Verkehr
Für Velofahrer fällt eine Regel weg – und keiner hat dies bemerkt

Der Bundesrat hat die Glocken-Pflicht aufgehoben – nur hat das bislang fast niemand gemerkt. Selbst Velo-Mechaniker sind überrascht. Velo-Lobbyisten können den Entscheid nicht verstehen.

Sven Altermatt
Merken
Drucken
Teilen
Eine Veloglocke ist nützlich beim Überholen langsamerer Velofahrer oder um Fussgänger auf sich aufmerksam zu machen.THINKSTOCK

Eine Veloglocke ist nützlich beim Überholen langsamerer Velofahrer oder um Fussgänger auf sich aufmerksam zu machen.THINKSTOCK

Getty Images/iStockphoto

Sie ist laut und kann ziemlich nerven. Doch bei aller Hassliebe, die man der Veloglocke entgegenbringen mag: Einen solchen Niedergang hat sie nicht verdient. Still und leise ist sie faktisch für bedeutungslos erklärt worden.

Seit dem 15. Januar dieses Jahres sind Veloglocken in der Schweiz nicht mehr obligatorisch. Kaum jemand hat bislang davon Notiz genommen, was der Bundesrat in seiner Sitzung vom 16. November 2016 beschlossen hat. Die Landesregierung verabschiedete eine Änderung in der Verordnung über die technischen Anforderungen an Strassenfahrzeuge. Darin war zuvor in Artikel 218 festgeschrieben: Ein Velo muss eine «gut hörbare Glocke aufweisen».

Wer sich nicht daran hielt, hatte eine Busse von 20 Franken zu befürchten. Ausgenommen von der Regelung waren Drahtesel, die leichter als elf Kilogramm sind. Hauptsächlich Rennvelos also.

Nun ist die Glocken-Pflicht passé. Aber selbst bei Velohändlern scheint diese Nachricht noch nicht so richtig angekommen zu sein.

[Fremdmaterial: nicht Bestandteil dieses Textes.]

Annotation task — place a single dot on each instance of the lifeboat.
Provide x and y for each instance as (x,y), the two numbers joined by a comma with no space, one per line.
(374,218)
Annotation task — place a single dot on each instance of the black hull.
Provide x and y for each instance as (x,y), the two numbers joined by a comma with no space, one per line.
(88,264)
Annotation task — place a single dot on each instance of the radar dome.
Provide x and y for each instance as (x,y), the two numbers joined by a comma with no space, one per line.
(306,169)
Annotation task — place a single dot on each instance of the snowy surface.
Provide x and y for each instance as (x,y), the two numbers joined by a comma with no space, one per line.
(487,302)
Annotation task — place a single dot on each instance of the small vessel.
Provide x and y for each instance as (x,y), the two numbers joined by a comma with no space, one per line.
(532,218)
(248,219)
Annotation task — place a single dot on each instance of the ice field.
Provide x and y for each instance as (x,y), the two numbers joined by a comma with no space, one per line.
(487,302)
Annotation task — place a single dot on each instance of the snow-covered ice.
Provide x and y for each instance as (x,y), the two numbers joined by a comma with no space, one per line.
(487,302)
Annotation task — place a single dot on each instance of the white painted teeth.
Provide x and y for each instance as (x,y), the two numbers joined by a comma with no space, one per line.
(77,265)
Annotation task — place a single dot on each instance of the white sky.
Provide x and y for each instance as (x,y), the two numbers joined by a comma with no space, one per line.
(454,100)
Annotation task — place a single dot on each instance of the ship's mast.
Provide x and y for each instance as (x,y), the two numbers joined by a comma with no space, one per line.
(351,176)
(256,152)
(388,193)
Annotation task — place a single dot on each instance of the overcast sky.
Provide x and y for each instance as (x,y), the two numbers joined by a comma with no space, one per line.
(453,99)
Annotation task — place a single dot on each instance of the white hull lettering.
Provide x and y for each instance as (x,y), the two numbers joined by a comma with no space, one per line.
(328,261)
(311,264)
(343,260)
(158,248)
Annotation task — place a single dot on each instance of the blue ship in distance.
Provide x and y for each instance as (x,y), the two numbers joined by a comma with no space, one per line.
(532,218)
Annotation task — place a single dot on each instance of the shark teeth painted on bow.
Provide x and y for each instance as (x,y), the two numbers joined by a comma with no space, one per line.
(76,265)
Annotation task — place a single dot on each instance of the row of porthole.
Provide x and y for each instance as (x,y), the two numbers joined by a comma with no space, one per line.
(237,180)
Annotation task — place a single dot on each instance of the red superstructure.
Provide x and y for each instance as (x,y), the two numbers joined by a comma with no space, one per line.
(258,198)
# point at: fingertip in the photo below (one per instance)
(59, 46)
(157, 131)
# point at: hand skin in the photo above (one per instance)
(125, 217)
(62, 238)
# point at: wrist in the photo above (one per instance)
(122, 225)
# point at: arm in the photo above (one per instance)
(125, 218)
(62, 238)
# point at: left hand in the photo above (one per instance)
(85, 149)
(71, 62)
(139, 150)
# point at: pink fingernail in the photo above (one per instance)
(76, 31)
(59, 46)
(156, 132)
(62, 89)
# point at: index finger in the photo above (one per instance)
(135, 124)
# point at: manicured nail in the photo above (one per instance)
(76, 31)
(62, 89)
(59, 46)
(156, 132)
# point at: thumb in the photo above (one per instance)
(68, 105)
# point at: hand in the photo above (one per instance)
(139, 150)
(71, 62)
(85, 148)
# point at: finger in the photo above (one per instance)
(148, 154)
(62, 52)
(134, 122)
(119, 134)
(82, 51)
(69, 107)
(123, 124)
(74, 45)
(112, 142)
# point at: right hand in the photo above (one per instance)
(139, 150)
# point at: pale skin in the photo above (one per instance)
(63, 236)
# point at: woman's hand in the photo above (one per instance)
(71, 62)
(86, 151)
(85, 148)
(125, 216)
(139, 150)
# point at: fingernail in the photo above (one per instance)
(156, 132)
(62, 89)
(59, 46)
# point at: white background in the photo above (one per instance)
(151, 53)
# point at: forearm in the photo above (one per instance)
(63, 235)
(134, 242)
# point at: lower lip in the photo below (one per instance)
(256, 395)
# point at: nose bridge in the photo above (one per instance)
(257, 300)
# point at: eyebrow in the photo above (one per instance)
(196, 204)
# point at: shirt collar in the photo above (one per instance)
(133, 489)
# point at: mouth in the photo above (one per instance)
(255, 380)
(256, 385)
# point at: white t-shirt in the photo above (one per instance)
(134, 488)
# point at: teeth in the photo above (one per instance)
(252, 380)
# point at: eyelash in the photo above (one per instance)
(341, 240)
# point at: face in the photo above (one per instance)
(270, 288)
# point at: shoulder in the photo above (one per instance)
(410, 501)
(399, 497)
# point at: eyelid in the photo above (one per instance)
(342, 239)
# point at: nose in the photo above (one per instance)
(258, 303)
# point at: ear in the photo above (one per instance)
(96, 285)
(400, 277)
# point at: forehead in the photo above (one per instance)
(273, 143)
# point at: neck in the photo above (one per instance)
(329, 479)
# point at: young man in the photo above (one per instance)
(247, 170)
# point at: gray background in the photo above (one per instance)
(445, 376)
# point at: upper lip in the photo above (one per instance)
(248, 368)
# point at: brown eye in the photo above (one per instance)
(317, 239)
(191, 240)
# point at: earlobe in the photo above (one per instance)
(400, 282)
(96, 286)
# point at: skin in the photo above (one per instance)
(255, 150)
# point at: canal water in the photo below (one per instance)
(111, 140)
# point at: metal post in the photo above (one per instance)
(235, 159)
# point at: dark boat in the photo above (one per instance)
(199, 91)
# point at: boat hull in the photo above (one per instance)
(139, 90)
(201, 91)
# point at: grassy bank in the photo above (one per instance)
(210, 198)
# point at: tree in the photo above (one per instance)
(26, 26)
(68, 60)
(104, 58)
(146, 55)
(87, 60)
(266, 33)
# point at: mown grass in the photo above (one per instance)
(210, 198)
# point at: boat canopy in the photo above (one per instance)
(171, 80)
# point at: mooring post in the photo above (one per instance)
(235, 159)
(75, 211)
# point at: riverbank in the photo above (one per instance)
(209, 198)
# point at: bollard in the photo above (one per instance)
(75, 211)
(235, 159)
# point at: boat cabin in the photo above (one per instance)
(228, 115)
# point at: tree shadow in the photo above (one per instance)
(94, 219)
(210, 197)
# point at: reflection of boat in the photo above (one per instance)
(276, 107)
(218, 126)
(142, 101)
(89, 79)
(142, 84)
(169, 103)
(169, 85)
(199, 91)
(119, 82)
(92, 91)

Die Migros-Tochter «M-Way» etwa verweist in ihrem Onlineshop noch immer auf das Obligatorium.

Ebenso aufschlussreich ist der Besuch in einem Stadtberner Fachgeschäft. «Das Obligatorium besteht nicht mehr?», fragt der Verkäufer ungläubig. «Dabei ist das ja eine gute Sache.» Schliesslich müsse man sich gerade als Velofahrer im Strassenverkehr oft genug Gehör verschaffen.

Durch den Verkehr kommen

Dieser Ansicht ist auch Christoph Merkli. Der Geschäftsführer von Pro Velo ist einer der wenigen, der das Ende der Glocken-Pflicht frühzeitig zu Kenntnis genommen hat. Seine Organisation versuchte beim Bundesamt für Strassen (Astra) erfolglos, die Abschaffung zu verhindern.

Eine Veloglocke sei mehr als nützlich, sagt Merkli. «Sie ist schlicht notwendig, um sicher durch den Verkehr zu kommen.» Zum einen, um in brenzligen Situationen überhaupt auf sich aufmerksam zu machen. Gerade gegenüber Fussgängern. Zum anderen als Warnsignal bei Überholmanövern auf Velowegen.

Bund will weniger Vorschriften

Ohne Zweifel, mit den Veloglocken ist das so eine Sache. Manche werden im hektischen Verkehr allzu oft überhört. Andere Glocken sind alles übertönend und scheuchen Fussgänger regelrecht aus dem Weg. Und trotzdem, findet Merkli: «Unter dem Strich überwiegen die Vorteile.»

Warum wurde die Glocken-Pflicht überhaupt aufgehoben? Dem Astra ging es bei diesem Schritt primär darum, einen alten Zopf abzuschaffen. Merkli sagt, er finde den Abbau von Regulierungen eigentlich sympathisch. «Hier geschieht das jedoch auf Kosten der Sicherheit.» Pro Velo warnt davor, die Anforderungen an die Zweiräder hinunterzuschrauben. Damit verkomme das Velo zum reinen Freizeitgerät.

Wie ernst es dem Astra mit dem Abbau von Vorschriften ist, zeigt ein weiteres Beispiel: Velosattel sind neu nicht mehr explizit vorgeschrieben. Immerhin dürfte kaum jemand freiwillig darauf verzichten.